Les autres inculpés comprennent des cadres de Semlex, des intermédiaires financiers ainsi que des personnes proches de l’ancien pouvoir congolais, dont les identités n’ont pas été rendues publiques. Les prévenus devront répondre de faits présumés de corruption d’agents publics étrangers, de blanchiment et de fraude fiscale.
Semlex a produit les passeports biométriques congolais entre 2015 et 2025. L’enquête avait été ouverte en 2017, après l’interpellation, à l’aéroport de Bruxelles-Zaventem, d’un intermédiaire transportant 400 000 dollars en espèces. Cette découverte avait alimenté les soupçons de commissions occultes versées par l’entreprise à de hauts responsables congolais.
Près de 60 millions de dollars en malversations
Selon des documents relayés par la presse, les inculpés auraient mis en place un vaste mécanisme de corruption. Pour chaque passeport vendu 185 dollars, 60 dollars auraient été reversés à LRPS Ltd, société basée à Dubaï et présentée comme liée à Emmanuel Adrupiako. Ce montage aurait permis de détourner près de 60 millions de dollars.
Depuis mai 2020, 51 citoyens congolais se sont constitués parties civiles dans cette affaire avec le soutien de la coalition Le Congo n’est pas à vendre. La Fédération internationale pour les droits humains (FIDH), la Ligue des droits humains (LDH), Unis ainsi que Transparency International et sa section belge se sont également jointes à la procédure.
Cité dans un communiqué de la FIDH, Fred Bauma, l’un des citoyens congolais constitués partie civile, a déclaré : « Nous avons payé 185 dollars pour nos passeports, avant d’apprendre par la presse qu’une partie de cet argent aurait servi à soudoyer des membres de l’élite politique. Nous avons le droit de savoir où est allé notre argent. Ce procès va enfin permettre d’y voir clair. »
Jean-Claude Katende, vice-président de la FIDH et président de l’Association africaine de défense des droits de l’homme (Asadho), a pour sa part exprimé l’espoir que l’affaire permette également d’établir d’éventuelles responsabilités en RDC et puisse ouvrir la voie à des poursuites devant les juridictions congolaises.
Un test pour la lutte contre la corruption internationale
Pour la FIDH, le renvoi de Semlex devant le tribunal correctionnel constitue une « avancée importante » pour la justice belge. Bien que signataire de la Convention de l’OCDE sur la lutte contre la corruption et de la Convention des Nations unies contre la corruption, la Belgique a régulièrement été critiquée pour la faiblesse de sa répression des faits de corruption commis à l’étranger. « Ce procès sera un test majeur de sa capacité à faire respecter ses engagements », a estimé la FIDH.

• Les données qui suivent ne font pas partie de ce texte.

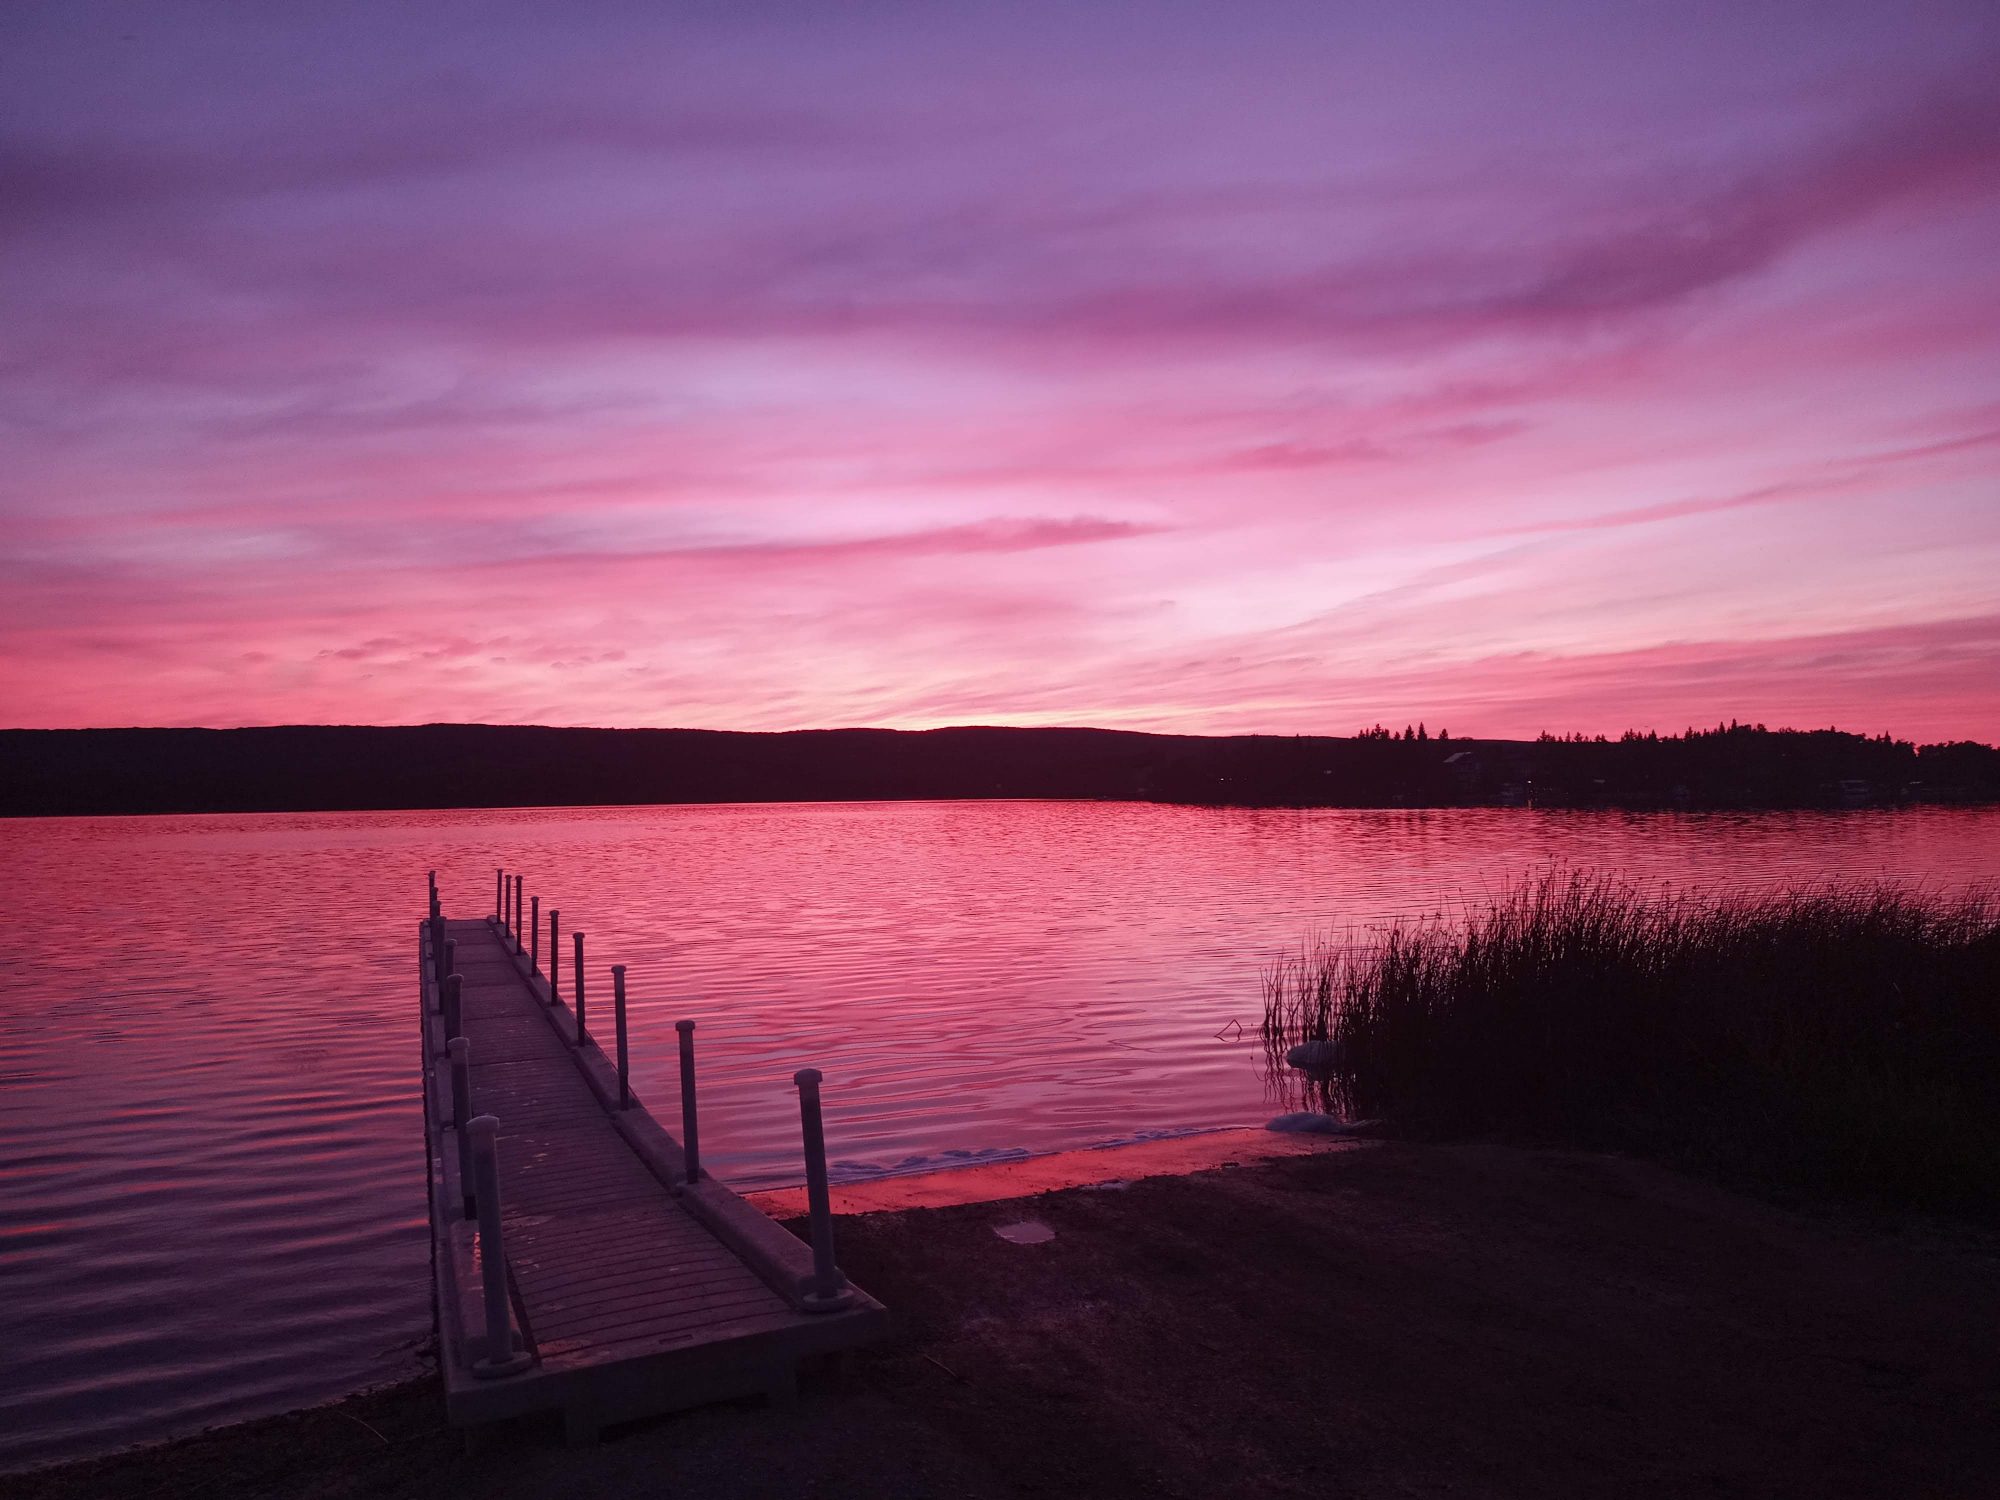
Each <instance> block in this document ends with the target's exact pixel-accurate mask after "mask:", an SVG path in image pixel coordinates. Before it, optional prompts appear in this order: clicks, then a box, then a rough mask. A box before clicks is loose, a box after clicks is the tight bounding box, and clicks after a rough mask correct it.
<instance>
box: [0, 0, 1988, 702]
mask: <svg viewBox="0 0 2000 1500" xmlns="http://www.w3.org/2000/svg"><path fill="white" fill-rule="evenodd" d="M1996 262H2000V6H1994V4H1992V2H1990V0H1972V2H1968V4H1924V2H1920V0H1918V2H1908V4H1894V6H1890V4H1878V2H1870V4H1846V0H1812V2H1810V4H1764V2H1760V0H1736V2H1734V4H1706V2H1704V0H1674V4H1640V2H1636V0H1634V2H1630V4H1600V2H1592V4H1574V6H1570V4H1526V2H1524V0H1506V2H1502V4H1424V2H1422V0H1398V2H1396V4H1372V0H1356V2H1344V4H1338V6H1334V4H1324V2H1322V0H1314V2H1312V4H1260V2H1246V0H1234V2H1232V4H1176V2H1174V0H1152V2H1150V4H1112V2H1110V0H1096V2H1092V4H1080V2H1078V0H1066V2H1064V4H1036V2H1034V0H1010V4H992V6H988V4H970V2H966V4H870V2H866V0H862V2H858V4H720V0H712V2H704V4H658V2H650V4H630V6H600V4H564V6H508V4H478V6H472V4H434V6H408V8H406V6H344V4H314V6H242V4H226V6H204V4H176V6H158V4H130V6H100V4H88V2H86V0H64V2H62V4H20V2H16V4H8V6H6V8H4V10H0V724H12V726H42V728H54V726H90V724H212V726H234V724H282V722H376V724H418V722H436V720H454V722H460V720H484V722H532V724H622V726H706V728H746V730H776V728H818V726H842V724H882V726H900V728H926V726H938V724H1102V726H1124V728H1152V730H1174V732H1218V734H1220V732H1274V734H1350V732H1354V730H1358V728H1362V726H1368V724H1374V722H1378V720H1380V722H1388V724H1394V726H1400V724H1404V722H1412V720H1422V722H1426V724H1428V728H1430V732H1432V734H1434V732H1436V730H1438V728H1448V730H1450V732H1452V734H1458V736H1522V734H1524V736H1532V734H1536V732H1540V730H1556V732H1570V730H1582V732H1606V734H1618V732H1620V730H1624V728H1634V726H1636V728H1658V730H1662V732H1668V730H1680V728H1684V726H1688V724H1714V722H1718V720H1728V718H1740V720H1746V722H1768V724H1772V726H1778V724H1794V726H1802V728H1818V726H1828V724H1838V726H1842V728H1850V730H1860V732H1870V734H1874V732H1892V734H1898V736H1906V738H1918V740H1946V738H1982V740H2000V272H1996Z"/></svg>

Transparency International Belgique a également salué une décision qu’elle qualifie d’« historique » : « Pendant trop longtemps, la Belgique n’a pas été à la hauteur de ses engagements de lutte contre la corruption internationale. Ce renvoi devant le tribunal montre enfin qu’une entreprise belge peut être appelée à répondre de graves faits présumés de corruption commis à l’étranger. »
Les parties civiles espèrent désormais que le procès adressera un signal clair aux entreprises belges : les faits présumés de corruption commis hors du territoire national peuvent eux aussi donner lieu à des poursuites et engager leur responsabilité devant la justice.